(Bloomberg) — SolarCity Corp., the biggest U.S. residential solar installer, posted a smaller first-quarter loss after surging demand for rooftop power plants helped the company beat its own installation forecast.
The net loss narrowed to $21.5 million, or 22 cents a share, from $24.1 million, or 26 cents, a year earlier, San Mateo, California-based SolarCity said Tuesday in a statement. Excluding some items, the company lost $1.52 a share, the most since its December 2012 initial public offering and less than the $1.66 average of eight analysts’ estimates compiled by Bloomberg.
SolarCity is pushing into a variety of new areas, turning the company into a diverse supplier of energy rather than one focused mainly on rooftop power systems. That includes offering storage systems developed by Tesla Motors Inc. and microgrids for remote communities. Chief Technology Officer Peter Rive said declining battery costs will make these new technologies more common.
“Solar battery systems will be in all our new installations in five years,” Rive said on a conference call with analysts Tuesday. “We’re seeing strong growth in demand from industrial customers.”
‘New Era’
By generating and storing power close to where it’s needed, “we will be able, for the first time, to make the clean energy we produce available on demand,” Chief Executive Officer Lyndon Rive said in a letter to shareholders Tuesday. “The advent of cost-effective storage combined with solar has the potential to usher in a new era for energy.”

SolarCity installed 153 megawatts of panels in the quarter, up from 82 megawatts a year earlier, beating the company’s February forecast of 145 megawatts.
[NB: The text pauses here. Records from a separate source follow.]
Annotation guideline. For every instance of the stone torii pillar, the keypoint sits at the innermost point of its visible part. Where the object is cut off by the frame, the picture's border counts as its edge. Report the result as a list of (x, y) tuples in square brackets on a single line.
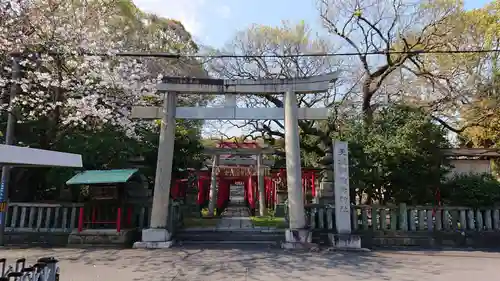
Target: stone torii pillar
[(261, 186), (213, 186), (158, 236)]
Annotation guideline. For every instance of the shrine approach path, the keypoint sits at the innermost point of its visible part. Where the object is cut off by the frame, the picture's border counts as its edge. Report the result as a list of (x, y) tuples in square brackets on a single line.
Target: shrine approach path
[(220, 263)]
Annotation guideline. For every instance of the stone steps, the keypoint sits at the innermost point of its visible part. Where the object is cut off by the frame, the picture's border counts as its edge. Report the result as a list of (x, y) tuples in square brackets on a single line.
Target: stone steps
[(233, 237)]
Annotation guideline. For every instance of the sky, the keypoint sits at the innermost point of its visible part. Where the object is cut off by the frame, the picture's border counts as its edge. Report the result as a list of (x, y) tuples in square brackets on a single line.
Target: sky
[(214, 22)]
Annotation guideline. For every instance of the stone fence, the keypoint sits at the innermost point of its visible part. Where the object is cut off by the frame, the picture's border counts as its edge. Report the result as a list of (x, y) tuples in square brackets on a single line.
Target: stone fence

Sales rose to $67.5 million from $63.5 million.
The company continues to pour revenue into installing more energy systems, and it’s not likely to report a profit anytime soon, said Ben Kallo, an analyst at Robert W. Baird & Co. in San Francisco.
SolarCity “is a long-term cash flow story, not a near-term profitability story,” Kallo wrote in a research note Monday. He downgraded the shares to neutral from buy on concerns that utility regulators may make rooftop solar installations less attractive to consumers, while a new valuation method for the company’s long-term leases may confuse investors.
For the second quarter, SolarCity expects to install 180 megawatts of solar power systems, generating total revenue of $86 million to $92 million and a loss excluding some items of $1.60 to $1.70 a share. The company reaffirmed its full-year forecast of adding 920 megawatts to 1,000 megawatts of solar systems, roughly double the 502 megawatts installed in 2014. Excluding some items, that would lead to a loss of $1.65 to $1.75 a share in 2015.
“At the growth rate we are on, every dollar we take in is plowed right back into development,” Chief Financial Officer Brad Buss said on the call.